Usually, when talking about animation, I either praise pretty visuals or decry unpleasant aesthetics. Rango is a strange case in that it’s absolutely hideous much of the time, and I love it for that. These characters live in a rough, unkind world where water is a luxury. They’re gross, unkempt, and many are missing limbs. They’re a perfect representation of the difficulties that come with living in a town like Dirt. There’s a lot of visual shorthand in the film, like the town’s tavern only serving cactus juice; even the beverages the people of Dirt drink are harsh and dangerous. There is optical splendor in Rango, such as the characters’ silhouettes burnt into the sun during the “we ride now” sequence. These brief, splendiferous interludes highlight the harsh reality that Dirt is an arid wasteland. Technically, the film is a marvel; the fur on the animals, the sand, water, etc., all looks real. It’s wild how a film can be so stylized and photorealistic at the same time. The film’s whole look is unlike anything else I’ve seen in American animation. Cinematographer Roger Deakins (Fargo, Blade Runner 2049) brings a stark, harsh style that we rarely see in the animated medium. The contrast created by more fantastical sequences helps to make Rango a genuinely unique experience. The original score by Hans Zimmer is gorgeous and genuinely inspiring at times.

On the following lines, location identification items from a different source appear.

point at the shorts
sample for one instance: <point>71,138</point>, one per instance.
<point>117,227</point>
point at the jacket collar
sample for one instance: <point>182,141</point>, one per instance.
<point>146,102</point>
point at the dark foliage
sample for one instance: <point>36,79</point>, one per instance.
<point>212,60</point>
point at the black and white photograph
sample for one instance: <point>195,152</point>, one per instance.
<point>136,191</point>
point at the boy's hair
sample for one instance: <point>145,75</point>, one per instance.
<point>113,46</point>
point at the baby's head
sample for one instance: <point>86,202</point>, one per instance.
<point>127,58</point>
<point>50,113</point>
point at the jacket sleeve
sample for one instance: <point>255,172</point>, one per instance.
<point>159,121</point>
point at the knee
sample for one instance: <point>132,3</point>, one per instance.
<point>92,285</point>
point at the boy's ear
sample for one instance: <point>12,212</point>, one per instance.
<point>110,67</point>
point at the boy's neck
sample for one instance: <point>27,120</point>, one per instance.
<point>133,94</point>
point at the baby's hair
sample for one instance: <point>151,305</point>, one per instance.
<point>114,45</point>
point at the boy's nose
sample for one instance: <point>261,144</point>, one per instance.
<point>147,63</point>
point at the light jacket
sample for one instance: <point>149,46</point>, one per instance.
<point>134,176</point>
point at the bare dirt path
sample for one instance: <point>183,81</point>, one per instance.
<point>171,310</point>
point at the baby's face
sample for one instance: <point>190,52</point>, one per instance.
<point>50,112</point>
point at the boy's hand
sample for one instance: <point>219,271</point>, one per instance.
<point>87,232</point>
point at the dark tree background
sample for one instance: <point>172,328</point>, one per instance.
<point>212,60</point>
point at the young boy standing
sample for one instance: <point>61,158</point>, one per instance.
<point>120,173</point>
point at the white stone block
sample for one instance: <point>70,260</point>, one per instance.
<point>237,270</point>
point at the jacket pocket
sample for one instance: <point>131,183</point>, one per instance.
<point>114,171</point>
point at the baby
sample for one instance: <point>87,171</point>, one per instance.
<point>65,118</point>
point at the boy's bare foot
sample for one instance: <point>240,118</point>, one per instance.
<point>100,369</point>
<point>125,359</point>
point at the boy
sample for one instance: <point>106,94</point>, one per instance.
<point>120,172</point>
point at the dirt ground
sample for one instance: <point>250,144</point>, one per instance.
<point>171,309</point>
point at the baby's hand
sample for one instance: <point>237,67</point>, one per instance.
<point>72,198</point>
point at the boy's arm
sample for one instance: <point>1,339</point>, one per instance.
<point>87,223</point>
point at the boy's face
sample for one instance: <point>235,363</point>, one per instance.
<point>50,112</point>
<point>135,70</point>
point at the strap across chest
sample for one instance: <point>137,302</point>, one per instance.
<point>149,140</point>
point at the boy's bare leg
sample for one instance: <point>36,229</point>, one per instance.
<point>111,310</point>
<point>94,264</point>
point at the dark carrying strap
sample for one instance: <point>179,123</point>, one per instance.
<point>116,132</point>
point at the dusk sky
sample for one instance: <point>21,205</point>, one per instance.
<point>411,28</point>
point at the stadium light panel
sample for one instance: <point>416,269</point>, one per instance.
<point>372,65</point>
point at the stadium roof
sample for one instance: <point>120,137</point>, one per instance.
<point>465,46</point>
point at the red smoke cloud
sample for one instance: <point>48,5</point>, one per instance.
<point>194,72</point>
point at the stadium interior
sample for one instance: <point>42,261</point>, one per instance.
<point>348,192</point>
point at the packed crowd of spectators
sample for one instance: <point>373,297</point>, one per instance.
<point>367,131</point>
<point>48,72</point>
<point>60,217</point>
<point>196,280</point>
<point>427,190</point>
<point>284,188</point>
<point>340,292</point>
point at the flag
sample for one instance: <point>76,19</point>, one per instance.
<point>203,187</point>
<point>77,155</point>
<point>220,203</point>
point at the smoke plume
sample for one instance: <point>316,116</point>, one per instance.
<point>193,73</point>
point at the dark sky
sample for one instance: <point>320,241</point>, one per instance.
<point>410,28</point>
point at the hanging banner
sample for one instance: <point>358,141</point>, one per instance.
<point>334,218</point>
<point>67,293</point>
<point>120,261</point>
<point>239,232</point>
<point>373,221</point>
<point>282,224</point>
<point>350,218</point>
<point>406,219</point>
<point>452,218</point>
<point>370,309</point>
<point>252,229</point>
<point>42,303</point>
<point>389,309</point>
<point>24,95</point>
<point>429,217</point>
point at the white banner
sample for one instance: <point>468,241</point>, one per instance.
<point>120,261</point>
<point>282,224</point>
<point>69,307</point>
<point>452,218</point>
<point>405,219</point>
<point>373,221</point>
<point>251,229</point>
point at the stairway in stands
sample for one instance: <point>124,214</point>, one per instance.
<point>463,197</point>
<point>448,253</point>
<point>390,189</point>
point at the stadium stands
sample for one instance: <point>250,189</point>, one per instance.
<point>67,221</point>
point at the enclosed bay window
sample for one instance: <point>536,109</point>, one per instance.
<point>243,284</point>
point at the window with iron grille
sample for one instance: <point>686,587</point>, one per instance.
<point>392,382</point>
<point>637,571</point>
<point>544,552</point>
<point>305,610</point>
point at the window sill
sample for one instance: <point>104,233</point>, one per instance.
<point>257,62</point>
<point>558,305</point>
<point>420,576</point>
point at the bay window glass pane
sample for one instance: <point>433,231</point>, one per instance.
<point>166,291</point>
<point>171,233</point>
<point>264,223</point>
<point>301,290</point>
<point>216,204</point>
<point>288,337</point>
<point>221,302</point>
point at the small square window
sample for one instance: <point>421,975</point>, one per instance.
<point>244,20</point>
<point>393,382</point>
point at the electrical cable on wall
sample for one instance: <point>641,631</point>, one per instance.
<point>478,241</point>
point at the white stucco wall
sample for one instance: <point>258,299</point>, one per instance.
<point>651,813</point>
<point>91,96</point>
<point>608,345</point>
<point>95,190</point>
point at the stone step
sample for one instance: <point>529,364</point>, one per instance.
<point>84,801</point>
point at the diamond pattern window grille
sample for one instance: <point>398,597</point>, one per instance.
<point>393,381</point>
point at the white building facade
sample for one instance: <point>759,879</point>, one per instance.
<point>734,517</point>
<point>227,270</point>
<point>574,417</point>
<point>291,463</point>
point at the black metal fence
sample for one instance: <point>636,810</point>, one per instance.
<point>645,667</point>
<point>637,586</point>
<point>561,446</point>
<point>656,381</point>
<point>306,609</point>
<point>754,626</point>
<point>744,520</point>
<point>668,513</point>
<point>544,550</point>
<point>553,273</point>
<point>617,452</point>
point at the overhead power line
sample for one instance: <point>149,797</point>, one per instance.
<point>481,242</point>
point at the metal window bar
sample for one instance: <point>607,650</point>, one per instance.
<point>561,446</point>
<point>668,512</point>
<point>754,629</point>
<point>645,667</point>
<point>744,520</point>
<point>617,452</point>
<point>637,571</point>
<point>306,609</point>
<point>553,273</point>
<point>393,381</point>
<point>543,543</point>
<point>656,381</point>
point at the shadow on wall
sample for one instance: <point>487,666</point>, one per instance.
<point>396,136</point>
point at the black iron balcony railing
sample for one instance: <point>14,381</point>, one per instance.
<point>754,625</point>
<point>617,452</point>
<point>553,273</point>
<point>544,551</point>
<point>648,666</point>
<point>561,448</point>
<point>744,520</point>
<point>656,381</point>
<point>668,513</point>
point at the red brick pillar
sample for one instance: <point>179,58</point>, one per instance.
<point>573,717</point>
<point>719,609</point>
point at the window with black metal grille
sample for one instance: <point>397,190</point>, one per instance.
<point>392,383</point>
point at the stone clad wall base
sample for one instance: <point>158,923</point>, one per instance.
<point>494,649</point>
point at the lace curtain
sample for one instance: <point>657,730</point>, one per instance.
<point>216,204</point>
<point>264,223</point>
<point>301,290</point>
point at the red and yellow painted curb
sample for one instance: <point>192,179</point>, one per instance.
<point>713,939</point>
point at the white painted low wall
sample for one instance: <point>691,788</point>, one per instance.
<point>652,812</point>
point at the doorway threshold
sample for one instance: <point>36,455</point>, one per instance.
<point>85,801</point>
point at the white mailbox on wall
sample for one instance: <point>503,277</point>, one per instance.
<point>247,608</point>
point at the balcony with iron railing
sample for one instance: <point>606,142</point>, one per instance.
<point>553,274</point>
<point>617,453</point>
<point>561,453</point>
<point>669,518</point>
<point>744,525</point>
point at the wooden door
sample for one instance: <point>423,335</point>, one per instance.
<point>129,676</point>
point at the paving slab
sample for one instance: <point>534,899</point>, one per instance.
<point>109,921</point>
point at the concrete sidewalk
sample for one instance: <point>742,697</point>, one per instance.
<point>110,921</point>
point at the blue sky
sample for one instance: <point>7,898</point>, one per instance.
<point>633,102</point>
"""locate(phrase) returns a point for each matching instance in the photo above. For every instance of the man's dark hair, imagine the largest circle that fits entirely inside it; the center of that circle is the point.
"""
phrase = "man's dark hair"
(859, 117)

It sounds like traditional Western music while maintaining the film’s distinct sensibilities at the same time. I genuinely had pieces of this soundtrack stuck in my head for hours after watching the movie. The mariachi band that follows Rango, chronicling his exploits, is quite funny too. Their lyrics are hilarious, and the tunes are memorable.

Rango

Rango‘s voice cast is impressive as well. Of course, Johnny Depp is good as Rango, and Isla Fisher’s southern twang for Beans is a riot while still sounding sincere. Stephen Root voices several characters in Rango, namely Mr. Merrimack, Doc, and Mr. Snuggles the porcupine. Harry Dean Stanton, Ray Winstone, Ian Abercrombie, Blake Clark, and more lend their voices to the townspeople. Bill Nighy probably gives my favorite performance in Rango for his chilling nonchalance as Jake. But Beatty’s deceptive grandfatherly warmth is awesome too. I was surprised to see how many great actors were in this and how wonderful the performances are.

Rango

Rango is one of the weirdest movies I’ve ever seen. It’s an animated comedy about a talking chameleon that doesn’t beat around the bush when it comes to the old West’s brutality. Jokes and bullets are exchanged in spades while the film questions and ultimately reaffirms the value of the gunslinger on film. I genuinely can’t imagine what demographic this film was made for. It’s a little too spicy for kids (and I can imagine them getting bored, like I did, when it came out), but many adults consider animation child’s play. Rango is a perfect example of why animation deserves more respect. It serves as a stepping stone among the progress the medium has seen over the past few decades. I find myself asking who this movie was for, but I absolutely love it and look forward to revisiting it in the future. If you like Westerns, offbeat, character-driven comedy, or just want to see something different, you might love Rango too.

Rango (2011)

Plot - 10
Acting - 10
Direction/Editing - 10
Music/Sound - 10
Animation/Action - 10

10

Outstanding

If you like Westerns, offbeat, character-driven comedy, or just want to see something different, you might love Rango.